Tuesday, September 7, 2021

Texas once had the strictest gun laws in the U.S., what happened?

 Karen Attiah writes in the Washington Post:

Texas’s brand-new permit-less carry measure has been getting all the national attention, but that’s not the only worrying new gun law in Texas as of this week. Under the so-called Second Amendment Sanctuary State Act, state agencies are now prohibited from enforcing any new federal gun restrictions. School marshals in public, private and charter schools can carry concealed weapons instead of having to store them. And hotel guests are permitted to have firearms and ammunition in their rooms.

This is all mind-boggling. Texas once had some of the strictest gun laws in the United States. Whatever happened to the responsibility to protect public safety?

Sensible leaders, if Texas had them, would be steering in the exact opposite direction right now. Gun deaths in the state have climbed over the past two decades. Gun sales have spiked during the pandemic, leading to worries about an increase in the number of suicides. Dallas police scaled up road patrols this summer after a surge in road-rage violence left eight people shot or killed in four weeks. Police groups have spoken out about their fear that permit-less carry will inevitably make their jobs more dangerous, and a University of Texas/Texas Tribune poll found that most Texans share their concerns about the law. Yet Texas lawmakers’ answer is to enact this siren of a law to seduce even more people into the state’s pervasive gun culture.

Gun culture is the key concept in trying to square this madness. It’s what makes it so hard to have a reasoned debate about guns. There’s no getting around the fact that, for many people, shooting guns provides a sense of pleasure and feeling of protection. A family friend who owns guns and has shot AR-15s at ranges recently told me enthusiastically about just how good it feels. There is a strong social ecosystem around guns that provide people with connection and community. That was clear enough during my visit to DFW.

And while White gun culture was birthed around White people’s feelings that they need protection from government, the rise of gun groups for Black women and other minorities suggests that many of us are feeling a need to protect ourselves in an anti-Black and misogynistic society — and are finding community in taking action together. I can easily imagine how it feels just for the formerly oppressed to embrace the legal sanction to carry openly. That’s Texas “gun culture,” too.

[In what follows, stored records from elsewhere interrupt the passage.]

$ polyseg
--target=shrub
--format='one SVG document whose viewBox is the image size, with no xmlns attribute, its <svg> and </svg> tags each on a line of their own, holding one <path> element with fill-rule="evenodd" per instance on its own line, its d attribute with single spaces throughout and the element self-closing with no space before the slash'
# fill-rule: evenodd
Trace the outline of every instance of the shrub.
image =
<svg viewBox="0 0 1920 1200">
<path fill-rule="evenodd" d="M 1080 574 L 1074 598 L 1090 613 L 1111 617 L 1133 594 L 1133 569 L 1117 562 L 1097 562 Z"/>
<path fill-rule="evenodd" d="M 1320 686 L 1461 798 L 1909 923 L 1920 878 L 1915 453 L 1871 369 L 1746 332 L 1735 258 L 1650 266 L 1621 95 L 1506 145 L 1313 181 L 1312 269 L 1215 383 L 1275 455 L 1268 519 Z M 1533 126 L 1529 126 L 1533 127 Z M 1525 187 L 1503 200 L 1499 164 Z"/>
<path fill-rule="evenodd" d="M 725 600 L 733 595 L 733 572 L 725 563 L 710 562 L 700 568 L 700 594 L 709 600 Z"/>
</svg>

But we should tread carefully here. The siren song of guns is full of menace.

Because in the end, an even more heavily armed Texas can only increase the perils faced by women and minorities. White men have historically enjoyed the freedom to surveil and wield lethal violence against less powerful groups — and how deeply has that changed? Women and minorities face harsher legal punishments for using a gun in self-defense. The fear of Black people having guns is often the justification for police violence. We know that having a gun in the house increases the chances that a woman will be killed by her partner.

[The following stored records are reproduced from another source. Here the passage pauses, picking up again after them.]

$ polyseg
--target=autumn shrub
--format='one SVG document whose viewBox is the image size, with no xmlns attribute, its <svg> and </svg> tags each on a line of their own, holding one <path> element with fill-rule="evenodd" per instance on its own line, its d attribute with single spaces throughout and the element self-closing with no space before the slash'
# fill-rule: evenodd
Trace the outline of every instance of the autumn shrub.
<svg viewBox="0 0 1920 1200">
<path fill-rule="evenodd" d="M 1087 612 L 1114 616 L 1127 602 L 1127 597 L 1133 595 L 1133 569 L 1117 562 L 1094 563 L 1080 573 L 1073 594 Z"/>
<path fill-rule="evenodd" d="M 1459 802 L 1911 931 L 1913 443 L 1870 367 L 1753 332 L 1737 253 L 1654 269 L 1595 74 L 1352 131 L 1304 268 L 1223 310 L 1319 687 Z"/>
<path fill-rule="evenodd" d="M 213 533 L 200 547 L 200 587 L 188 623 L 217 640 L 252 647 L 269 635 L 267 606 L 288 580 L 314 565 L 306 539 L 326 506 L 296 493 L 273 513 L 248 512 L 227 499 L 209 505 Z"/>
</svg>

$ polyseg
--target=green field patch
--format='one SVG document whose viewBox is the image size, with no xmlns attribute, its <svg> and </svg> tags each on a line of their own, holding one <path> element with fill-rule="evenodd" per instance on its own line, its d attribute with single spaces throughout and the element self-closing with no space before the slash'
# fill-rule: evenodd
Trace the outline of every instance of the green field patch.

I thought about all these things as I went through the 20-minute safety tutorial with the Glock and dummy bullets. I struggled to get the correct grip, and it wasn’t easy to get the feel for loading and discharging the bullet chamber. Frankly, the idea that someone as untrained as me can now buy and openly carry a gun without mandated permits or safety training is absolutely crazy.

“So, are y’all ready to shoot?” the instructor asked. The other women said yes. But I said no. I was able to resist the seduction of Texas gun culture. At least for now.